Он не удивился бы здесь никому. Даже самому Алвисиду.

Человек вздрогнул от неожиданности и быстро повернулся.

Это был Фоор.

Верховный координатор был потрясен, увидев Хамрая здесь и сейчас.

Он с удивлением посмотрел на правую руку. На указательном пальце был надет перстень Алвисида! Единственный перстень, талисман рода Сидмортов!

Как Хамрай попал сюда?!

Он все, наверное, понял (да и как не понять) — и расскажет наследнику Алвисида…

Нервная дрожь охватила могущественного предводителя алголиан.

Один из них не выйдет из этого коридора никогда!

Фоор знал — нельзя терять спокойствия и хладнокровия ни при каких обстоятельствах. О, как хорошо это знал единственный выживший из шестнадцати учеников великого Алвисида!

Он медленно пошел к Хамраю. Между ними было не более полутора сотен ярдов.

Хамрай тоже направился к Фоору. Лицо азиатского мага выражало лишь радостное удивление — но Фоор знал, что скрывается за этой маской.

Хамрай стал слишком опасен. Фоор не имеет права рисковать, он обязан довести до конца великое дело, святое дело — возрождение Алвисида!

Хамрай умрет.

Хамрай же не подозревал ничего — мало ли кому мог поручить воспользоваться коридором наследник Алвисида. И думал Хамрай о завтрашнем дне, не о сегодняшнем.

Когда между ними оставалось десять ярдов Фоор нанес сокрушительный удар.

Удар, в который вложил всю ненависть, все страхи, все волнения и надежды столетнего владычества над могущественным орденом.

Удар, смявший бы в ничто любого чародея, сбивший бы с ног Луцифера или какого-либо Олимпийского бога, уничтоживший бы любого демона или духа.

Он был верховным координатором алголиан, учеником самого Алвисида. Тайлорсом.

Могущество тайлорса кажется любому колдуну беспредельным — каждый маг стремится стать тайлорсом, но удается это единицам, очень и очень немногим. И могущество тайлорса почти беспредельно. Но все имеет свой предел, в том числе и беспредел.

Хамрай выдержал внезапный удар. Он тоже тайлорс. Он тоже всемогущ, только не может освободить себя от дурацкого заклятия Алвисида.

Хамрай выдержал страшный удар. Он не удивился, он не рассердился — он мгновенно собрался в единый энергетический кулак, готовый бить и уничтожать.

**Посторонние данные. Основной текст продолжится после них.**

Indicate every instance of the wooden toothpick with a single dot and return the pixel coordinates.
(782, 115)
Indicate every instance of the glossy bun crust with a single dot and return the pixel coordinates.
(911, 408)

Они замерли друг напротив друга — широко расставив ноги, держа в напряжении и готовности руки, ожидая кто теперь ударит первым.

Глаза…

Серые холодные глаза Фоора и черные сжигающие глаза Хамрая вбивались друг в друга, подавляя друг друга, уничтожая друг друга, впитываясь друг в друга.

Маги не шевелились.

Они ждали.

Каждый ждал, что другой совершит малейшую, но непоправимую ошибку.

Хамрай понял — Фоор потерял себя. Фоор обманом завладел перстнем. Фоор слишком хочет возрождения Алвисида и он потерял себя. Фоор мертв — его сожрут соратники. Это очевидно.

Но и он, Хамрай, тоже ведь мертвец — страшное заклятие Алвисида превратит его завтра в жуткое чудовище, которое не проживет и десятка минут.

Глаза Фоора заслонили весь мир и в них вдруг проявилось отражение Аннауры.

Да, он Хамрай умрет, его жизнь закончена. Но он умрет не сейчас и не здесь!!!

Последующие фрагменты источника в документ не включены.